This question comes up a lot. Here is my summary. Take it for what it's worth (which means I'm not a lawyer).
You can pretty much take photographs of anything or anyone visible from a public place while you're in a public place. Public places typically include parks, roads, sidewalks, etc. But there are sometimes restrictions if you block access, create a safety problem, are engaged in taking pictures for commercial purposes (eg. parks may require a permit), you're trying to photograph classified facilities, etc.
Even if you're in a public place, you can never take photographs of people who have a reasonable expectation privacy. You can't, for example, take a picture of someone through a window when they're in their home. Even if you are shooting from the public sidewalk. Ditto for photographing someone entering their PIN at an ATM. You get the picture.
And even if you are in a public place, and they're not in private, don't be a jerk. Don't be intimidating, threatening, or unpleasant. If they ask you to stop, stop. The law may not require it, but remember that anyone can sue. Whether they win or not is a different thing. But do you really want to spend time with lawyers?

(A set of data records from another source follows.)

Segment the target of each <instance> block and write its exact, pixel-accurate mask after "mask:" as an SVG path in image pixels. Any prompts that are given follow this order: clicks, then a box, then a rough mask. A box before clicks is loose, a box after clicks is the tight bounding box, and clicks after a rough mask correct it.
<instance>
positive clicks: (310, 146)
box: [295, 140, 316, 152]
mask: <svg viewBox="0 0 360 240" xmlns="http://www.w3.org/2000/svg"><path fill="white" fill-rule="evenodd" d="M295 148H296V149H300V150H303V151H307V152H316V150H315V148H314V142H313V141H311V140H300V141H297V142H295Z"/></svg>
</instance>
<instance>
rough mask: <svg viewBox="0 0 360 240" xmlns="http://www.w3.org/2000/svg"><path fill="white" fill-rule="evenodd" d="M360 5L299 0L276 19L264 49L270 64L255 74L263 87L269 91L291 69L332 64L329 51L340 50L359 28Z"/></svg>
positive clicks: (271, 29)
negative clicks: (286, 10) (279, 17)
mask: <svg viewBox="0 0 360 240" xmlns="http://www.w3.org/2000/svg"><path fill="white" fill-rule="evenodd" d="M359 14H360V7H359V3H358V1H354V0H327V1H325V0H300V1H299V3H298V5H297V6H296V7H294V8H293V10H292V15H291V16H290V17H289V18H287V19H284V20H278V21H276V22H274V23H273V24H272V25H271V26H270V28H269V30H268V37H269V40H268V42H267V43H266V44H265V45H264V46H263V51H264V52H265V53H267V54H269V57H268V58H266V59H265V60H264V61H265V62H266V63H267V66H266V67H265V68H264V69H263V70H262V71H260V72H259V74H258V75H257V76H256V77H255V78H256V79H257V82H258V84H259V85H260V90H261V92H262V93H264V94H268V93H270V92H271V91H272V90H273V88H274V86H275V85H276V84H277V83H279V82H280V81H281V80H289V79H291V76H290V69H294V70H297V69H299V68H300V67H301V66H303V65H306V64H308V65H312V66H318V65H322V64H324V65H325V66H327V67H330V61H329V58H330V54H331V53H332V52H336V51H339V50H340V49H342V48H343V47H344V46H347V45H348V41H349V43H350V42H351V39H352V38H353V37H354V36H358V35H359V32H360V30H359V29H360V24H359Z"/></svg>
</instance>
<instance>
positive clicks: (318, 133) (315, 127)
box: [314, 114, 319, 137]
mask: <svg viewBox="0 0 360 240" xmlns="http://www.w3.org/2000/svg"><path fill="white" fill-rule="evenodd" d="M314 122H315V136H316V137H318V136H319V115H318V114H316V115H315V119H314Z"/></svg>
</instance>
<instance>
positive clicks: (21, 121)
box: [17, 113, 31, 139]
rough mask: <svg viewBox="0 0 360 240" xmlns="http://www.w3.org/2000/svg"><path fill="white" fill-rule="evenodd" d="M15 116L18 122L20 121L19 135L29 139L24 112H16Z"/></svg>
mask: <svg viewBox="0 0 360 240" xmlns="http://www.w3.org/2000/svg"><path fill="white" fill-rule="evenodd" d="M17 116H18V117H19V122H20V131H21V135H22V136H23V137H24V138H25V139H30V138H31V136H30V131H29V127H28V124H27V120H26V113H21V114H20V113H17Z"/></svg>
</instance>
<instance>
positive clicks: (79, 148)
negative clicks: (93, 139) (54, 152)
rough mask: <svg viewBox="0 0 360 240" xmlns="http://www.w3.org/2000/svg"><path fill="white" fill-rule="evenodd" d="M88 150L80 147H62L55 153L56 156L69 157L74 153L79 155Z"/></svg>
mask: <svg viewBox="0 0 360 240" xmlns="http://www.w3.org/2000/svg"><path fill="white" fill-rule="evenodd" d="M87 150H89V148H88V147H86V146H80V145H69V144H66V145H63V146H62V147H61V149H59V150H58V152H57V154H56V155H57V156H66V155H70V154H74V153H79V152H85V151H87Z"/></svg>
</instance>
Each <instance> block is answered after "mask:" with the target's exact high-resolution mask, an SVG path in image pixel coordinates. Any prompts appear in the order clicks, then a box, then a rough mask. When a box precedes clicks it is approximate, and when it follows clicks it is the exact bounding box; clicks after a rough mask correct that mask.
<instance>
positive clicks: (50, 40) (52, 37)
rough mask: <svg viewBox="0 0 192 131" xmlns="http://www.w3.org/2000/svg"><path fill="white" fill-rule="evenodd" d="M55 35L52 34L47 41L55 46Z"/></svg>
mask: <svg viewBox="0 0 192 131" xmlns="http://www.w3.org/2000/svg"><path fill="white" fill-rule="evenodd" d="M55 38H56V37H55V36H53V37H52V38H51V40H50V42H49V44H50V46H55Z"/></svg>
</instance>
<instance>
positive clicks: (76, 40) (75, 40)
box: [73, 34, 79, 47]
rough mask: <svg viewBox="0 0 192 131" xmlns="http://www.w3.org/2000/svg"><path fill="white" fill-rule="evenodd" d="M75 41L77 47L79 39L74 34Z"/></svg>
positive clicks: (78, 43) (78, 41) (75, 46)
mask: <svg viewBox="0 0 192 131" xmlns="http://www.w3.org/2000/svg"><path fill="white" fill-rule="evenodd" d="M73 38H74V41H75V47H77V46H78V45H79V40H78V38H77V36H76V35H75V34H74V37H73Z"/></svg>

If you're on private property (in other words, not in a public place), the property owner can restrict your ability to take pictures on their property (eg. a building), but they cannot prevent you from photographing that building from public property. A manager at a Starbucks might ask you to not take pictures inside the store, but they can't stop you from stepping outside to the sidewalk and taking pictures of the building.
No one, other than a law officer making an arrest or executing a warrant or subpoena has the right or authority to confiscate your film, memory cards, camera, or equipment. They also can't make you erase any pictures either. If they're a security guard, they're not a law officer and have nothing even vaguely resembling that kind of authority.
If you get hassled, it's likely to be by a security guard or employee on a power trip. Get their name and number, and the name of their employer. They're probably very badly informed about your rights and their authority. It's a very good bet that you will not win the argument. And they might be right. There might be some little known law or regulation that says you can't take pictures inside a Post Office. Which, ironically, is NOT a public place.
If someone asks you what you're doing, that doesn't mean they're bad people. They just don't understand. They might be responding to a call from a concerned citizen and they have to ask questions. Maybe you're acting in a way that's "suspicious." So make yourself less suspicious by explaining it to them. Try to deal with these situations by seeing things from their perspective.
Finally, here are two important resources from Bert P Krages II. He's an attorney specializing in this stuff and has written a nice, one page summary that you can tuck in your camera bag called The Photographer's Right. I also strongly recommend his book, Legal Handbook for Photographers. It's got a lot more important information that you'll find useful.